Exact tensor completion using t-SVD
This work addresses tensor completion for applications such as video data, providing a theoretically optimal method, though it is incremental as it extends matrix completion concepts to tensors using t-SVD.
The paper tackles the problem of completing multidimensional arrays (tensors) from limited sampling by using a convex optimization approach based on the tensor-SVD (t-SVD) factorization, guaranteeing recovery with overwhelming probability under order-wise optimal sample conditions. It demonstrates performance on real datasets and compares favorably to existing methods like tensor flattening and Tucker decomposition.

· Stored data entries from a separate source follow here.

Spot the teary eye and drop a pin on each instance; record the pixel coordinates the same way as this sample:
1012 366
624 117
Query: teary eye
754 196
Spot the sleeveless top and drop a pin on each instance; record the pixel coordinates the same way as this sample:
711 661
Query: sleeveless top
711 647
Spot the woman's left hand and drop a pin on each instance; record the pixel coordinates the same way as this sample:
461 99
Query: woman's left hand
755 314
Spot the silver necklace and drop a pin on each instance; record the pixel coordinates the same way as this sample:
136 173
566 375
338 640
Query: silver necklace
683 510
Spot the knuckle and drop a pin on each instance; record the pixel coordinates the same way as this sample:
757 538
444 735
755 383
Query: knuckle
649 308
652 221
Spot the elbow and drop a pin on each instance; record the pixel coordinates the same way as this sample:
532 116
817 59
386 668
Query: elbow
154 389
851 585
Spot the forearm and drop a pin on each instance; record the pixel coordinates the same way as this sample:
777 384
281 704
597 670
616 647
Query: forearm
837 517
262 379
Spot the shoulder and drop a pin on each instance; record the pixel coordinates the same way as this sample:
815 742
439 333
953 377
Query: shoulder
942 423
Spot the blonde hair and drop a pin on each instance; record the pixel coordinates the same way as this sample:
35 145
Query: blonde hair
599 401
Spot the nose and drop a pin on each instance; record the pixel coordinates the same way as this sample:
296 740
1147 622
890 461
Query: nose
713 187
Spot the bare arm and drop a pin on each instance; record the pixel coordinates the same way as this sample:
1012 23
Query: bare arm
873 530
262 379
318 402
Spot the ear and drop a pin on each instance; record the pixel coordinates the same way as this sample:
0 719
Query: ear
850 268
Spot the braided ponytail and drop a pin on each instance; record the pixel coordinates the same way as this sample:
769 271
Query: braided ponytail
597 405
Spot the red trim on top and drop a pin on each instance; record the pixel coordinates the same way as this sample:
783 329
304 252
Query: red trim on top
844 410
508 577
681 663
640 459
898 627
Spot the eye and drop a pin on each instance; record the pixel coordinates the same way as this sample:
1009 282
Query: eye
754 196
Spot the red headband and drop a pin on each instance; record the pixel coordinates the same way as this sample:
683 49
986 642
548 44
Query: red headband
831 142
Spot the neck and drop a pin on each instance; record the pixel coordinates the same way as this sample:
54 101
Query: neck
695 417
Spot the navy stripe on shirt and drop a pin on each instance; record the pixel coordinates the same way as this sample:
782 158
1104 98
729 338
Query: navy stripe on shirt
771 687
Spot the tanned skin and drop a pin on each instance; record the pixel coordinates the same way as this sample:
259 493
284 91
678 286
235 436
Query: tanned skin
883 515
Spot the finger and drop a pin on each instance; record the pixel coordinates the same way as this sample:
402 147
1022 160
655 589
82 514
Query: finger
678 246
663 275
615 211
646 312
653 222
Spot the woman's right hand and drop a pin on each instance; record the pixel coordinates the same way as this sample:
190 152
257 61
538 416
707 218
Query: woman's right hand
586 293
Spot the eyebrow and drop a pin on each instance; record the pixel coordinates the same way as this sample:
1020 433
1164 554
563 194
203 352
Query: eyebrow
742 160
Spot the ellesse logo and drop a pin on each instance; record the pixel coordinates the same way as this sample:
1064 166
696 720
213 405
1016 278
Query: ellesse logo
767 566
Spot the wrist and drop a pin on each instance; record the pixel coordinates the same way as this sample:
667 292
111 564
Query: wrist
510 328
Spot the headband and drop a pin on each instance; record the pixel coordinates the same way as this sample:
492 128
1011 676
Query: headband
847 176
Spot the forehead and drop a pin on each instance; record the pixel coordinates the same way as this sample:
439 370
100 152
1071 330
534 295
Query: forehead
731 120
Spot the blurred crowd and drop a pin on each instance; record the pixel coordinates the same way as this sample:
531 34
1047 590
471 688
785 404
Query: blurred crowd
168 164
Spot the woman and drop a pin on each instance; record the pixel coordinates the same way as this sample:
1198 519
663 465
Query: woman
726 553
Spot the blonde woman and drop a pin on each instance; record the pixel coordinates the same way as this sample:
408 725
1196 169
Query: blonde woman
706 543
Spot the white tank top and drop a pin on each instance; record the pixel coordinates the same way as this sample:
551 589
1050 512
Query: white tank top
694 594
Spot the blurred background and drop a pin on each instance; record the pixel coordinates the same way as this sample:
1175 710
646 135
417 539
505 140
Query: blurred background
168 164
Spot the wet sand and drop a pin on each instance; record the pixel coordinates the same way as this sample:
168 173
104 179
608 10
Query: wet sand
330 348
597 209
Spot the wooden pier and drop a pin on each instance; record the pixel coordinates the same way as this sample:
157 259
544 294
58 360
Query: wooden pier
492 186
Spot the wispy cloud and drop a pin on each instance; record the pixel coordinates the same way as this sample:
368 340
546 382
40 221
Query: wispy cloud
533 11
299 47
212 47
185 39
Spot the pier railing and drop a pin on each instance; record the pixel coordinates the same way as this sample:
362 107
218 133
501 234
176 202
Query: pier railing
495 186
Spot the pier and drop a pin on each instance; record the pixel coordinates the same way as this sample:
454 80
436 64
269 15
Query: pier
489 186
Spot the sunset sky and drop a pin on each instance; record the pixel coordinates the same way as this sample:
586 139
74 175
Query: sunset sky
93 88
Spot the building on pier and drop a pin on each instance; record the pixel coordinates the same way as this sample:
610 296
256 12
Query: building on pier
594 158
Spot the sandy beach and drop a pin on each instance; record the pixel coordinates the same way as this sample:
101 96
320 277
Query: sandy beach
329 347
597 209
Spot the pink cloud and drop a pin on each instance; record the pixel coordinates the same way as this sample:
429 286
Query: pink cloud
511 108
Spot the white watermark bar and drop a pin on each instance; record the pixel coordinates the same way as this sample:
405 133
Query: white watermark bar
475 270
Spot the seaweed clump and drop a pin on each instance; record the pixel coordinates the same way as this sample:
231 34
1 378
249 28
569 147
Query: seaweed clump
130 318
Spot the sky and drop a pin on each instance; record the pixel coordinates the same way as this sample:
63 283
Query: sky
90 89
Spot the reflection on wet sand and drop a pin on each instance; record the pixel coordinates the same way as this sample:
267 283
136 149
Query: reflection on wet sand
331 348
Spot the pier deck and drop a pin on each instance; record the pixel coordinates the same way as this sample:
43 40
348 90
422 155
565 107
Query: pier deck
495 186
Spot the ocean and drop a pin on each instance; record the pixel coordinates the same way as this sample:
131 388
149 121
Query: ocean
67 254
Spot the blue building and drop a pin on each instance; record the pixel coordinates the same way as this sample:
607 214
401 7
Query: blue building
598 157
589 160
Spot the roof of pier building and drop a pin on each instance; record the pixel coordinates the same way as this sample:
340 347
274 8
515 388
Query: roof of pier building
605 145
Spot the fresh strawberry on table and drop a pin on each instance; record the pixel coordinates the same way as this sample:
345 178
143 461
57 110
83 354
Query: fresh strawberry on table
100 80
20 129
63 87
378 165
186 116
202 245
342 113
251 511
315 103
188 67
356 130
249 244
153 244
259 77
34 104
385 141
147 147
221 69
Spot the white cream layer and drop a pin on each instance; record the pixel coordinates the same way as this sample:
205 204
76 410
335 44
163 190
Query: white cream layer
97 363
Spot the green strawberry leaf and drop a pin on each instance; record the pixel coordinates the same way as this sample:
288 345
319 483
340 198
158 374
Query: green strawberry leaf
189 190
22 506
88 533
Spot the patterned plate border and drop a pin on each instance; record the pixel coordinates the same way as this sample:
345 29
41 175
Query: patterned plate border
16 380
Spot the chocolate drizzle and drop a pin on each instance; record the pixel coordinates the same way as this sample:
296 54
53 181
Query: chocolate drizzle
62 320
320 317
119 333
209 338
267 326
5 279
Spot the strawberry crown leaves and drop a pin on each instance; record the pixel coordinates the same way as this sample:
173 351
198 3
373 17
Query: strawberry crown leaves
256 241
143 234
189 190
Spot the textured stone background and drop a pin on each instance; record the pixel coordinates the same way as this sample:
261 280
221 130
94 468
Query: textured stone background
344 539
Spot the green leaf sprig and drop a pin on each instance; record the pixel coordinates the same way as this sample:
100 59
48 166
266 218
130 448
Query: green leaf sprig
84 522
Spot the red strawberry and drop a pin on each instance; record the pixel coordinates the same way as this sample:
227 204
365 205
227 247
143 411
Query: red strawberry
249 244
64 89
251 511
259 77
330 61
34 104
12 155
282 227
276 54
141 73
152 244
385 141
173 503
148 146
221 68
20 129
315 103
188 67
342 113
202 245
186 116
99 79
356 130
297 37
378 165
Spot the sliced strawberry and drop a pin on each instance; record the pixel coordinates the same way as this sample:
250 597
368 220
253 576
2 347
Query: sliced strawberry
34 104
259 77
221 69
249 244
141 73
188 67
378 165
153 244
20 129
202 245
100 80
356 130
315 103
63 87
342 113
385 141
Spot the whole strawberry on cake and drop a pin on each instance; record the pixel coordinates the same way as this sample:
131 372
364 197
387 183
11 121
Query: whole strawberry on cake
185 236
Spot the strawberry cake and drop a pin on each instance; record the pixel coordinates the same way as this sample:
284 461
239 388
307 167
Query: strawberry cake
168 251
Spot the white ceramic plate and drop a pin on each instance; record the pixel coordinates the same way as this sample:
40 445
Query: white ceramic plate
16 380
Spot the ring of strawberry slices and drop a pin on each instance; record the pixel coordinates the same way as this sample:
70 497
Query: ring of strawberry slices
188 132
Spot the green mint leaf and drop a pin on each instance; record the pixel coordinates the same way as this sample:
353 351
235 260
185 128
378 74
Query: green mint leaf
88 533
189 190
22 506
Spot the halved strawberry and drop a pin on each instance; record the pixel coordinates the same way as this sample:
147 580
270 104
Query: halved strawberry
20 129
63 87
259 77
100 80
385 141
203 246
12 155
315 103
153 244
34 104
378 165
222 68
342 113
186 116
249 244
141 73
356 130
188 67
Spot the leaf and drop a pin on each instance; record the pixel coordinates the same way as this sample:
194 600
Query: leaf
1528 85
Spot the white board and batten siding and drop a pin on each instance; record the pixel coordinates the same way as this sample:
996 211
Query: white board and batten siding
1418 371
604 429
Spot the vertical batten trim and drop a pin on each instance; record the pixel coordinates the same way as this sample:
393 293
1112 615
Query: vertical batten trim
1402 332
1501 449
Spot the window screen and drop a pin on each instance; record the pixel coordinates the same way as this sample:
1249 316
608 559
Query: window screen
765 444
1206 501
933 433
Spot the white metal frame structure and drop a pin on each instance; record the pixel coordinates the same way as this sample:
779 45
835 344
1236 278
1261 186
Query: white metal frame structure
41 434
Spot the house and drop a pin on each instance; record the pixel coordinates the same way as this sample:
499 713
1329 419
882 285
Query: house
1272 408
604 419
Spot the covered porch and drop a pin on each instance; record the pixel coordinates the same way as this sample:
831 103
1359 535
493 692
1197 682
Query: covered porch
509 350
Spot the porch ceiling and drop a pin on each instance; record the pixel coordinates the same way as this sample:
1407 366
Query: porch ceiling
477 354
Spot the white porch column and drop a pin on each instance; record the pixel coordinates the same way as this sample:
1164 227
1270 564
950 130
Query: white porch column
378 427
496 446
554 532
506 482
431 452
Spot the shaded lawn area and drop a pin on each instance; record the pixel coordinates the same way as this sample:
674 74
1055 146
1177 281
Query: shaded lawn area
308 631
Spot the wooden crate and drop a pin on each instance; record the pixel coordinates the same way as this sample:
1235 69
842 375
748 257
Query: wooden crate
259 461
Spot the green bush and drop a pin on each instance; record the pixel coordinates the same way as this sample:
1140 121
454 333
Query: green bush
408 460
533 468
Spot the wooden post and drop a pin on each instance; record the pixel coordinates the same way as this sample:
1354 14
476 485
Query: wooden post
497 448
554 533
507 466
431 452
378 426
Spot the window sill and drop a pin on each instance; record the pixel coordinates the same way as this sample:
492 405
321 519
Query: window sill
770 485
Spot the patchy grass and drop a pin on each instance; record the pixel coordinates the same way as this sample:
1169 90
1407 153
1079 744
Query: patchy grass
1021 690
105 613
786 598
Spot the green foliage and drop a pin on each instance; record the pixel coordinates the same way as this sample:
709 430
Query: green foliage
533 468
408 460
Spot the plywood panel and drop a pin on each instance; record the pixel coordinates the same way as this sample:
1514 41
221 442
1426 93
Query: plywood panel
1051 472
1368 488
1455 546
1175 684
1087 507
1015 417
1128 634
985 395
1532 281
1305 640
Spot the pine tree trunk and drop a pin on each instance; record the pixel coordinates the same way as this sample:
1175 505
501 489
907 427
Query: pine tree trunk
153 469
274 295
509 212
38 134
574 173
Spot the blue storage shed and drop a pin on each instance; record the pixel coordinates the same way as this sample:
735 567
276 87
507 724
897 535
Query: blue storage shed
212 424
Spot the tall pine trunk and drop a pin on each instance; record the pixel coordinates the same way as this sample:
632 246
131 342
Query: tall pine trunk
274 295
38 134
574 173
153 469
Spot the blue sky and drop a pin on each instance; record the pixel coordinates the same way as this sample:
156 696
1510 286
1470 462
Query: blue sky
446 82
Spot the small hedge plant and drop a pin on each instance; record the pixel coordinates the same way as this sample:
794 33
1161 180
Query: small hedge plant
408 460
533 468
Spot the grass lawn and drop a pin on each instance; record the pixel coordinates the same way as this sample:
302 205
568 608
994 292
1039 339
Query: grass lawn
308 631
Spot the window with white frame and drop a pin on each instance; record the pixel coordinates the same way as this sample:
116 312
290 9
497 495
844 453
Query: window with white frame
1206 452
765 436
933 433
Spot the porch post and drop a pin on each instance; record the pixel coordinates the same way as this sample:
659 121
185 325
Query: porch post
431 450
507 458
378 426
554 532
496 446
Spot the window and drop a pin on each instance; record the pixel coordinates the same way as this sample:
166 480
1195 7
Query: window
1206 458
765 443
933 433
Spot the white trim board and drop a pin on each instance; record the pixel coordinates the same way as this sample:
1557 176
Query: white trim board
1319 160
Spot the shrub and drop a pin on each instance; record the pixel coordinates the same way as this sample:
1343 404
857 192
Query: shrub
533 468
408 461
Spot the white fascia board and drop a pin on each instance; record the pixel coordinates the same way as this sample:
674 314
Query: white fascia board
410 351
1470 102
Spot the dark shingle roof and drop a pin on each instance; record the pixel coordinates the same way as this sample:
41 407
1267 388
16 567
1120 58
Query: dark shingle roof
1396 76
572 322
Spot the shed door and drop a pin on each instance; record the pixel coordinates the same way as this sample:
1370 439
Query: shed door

In this paper we focus on the problem of completion of multidimensional arrays (also referred to as tensors) from limited sampling. Our approach is based on a recently proposed tensor-Singular Value Decomposition (t-SVD) [1]. Using this factorization one can derive notion of tensor rank, referred to as the tensor tubal rank, which has optimality properties similar to that of matrix rank derived from SVD. As shown in [2] some multidimensional data, such as panning video sequences exhibit low tensor tubal rank and we look at the problem of completing such data under random sampling of the data cube. We show that by solving a convex optimization problem, which minimizes the tensor nuclear norm obtained as the convex relaxation of tensor tubal rank, one can guarantee recovery with overwhelming probability as long as samples in proportion to the degrees of freedom in t-SVD are observed. In this sense our results are order-wise optimal. The conditions under which this result holds are very similar to the incoherency conditions for the matrix completion, albeit we define incoherency under the algebraic set-up of t-SVD. We show the performance of the algorithm on some real data sets and compare it with other existing approaches based on tensor flattening and Tucker decomposition.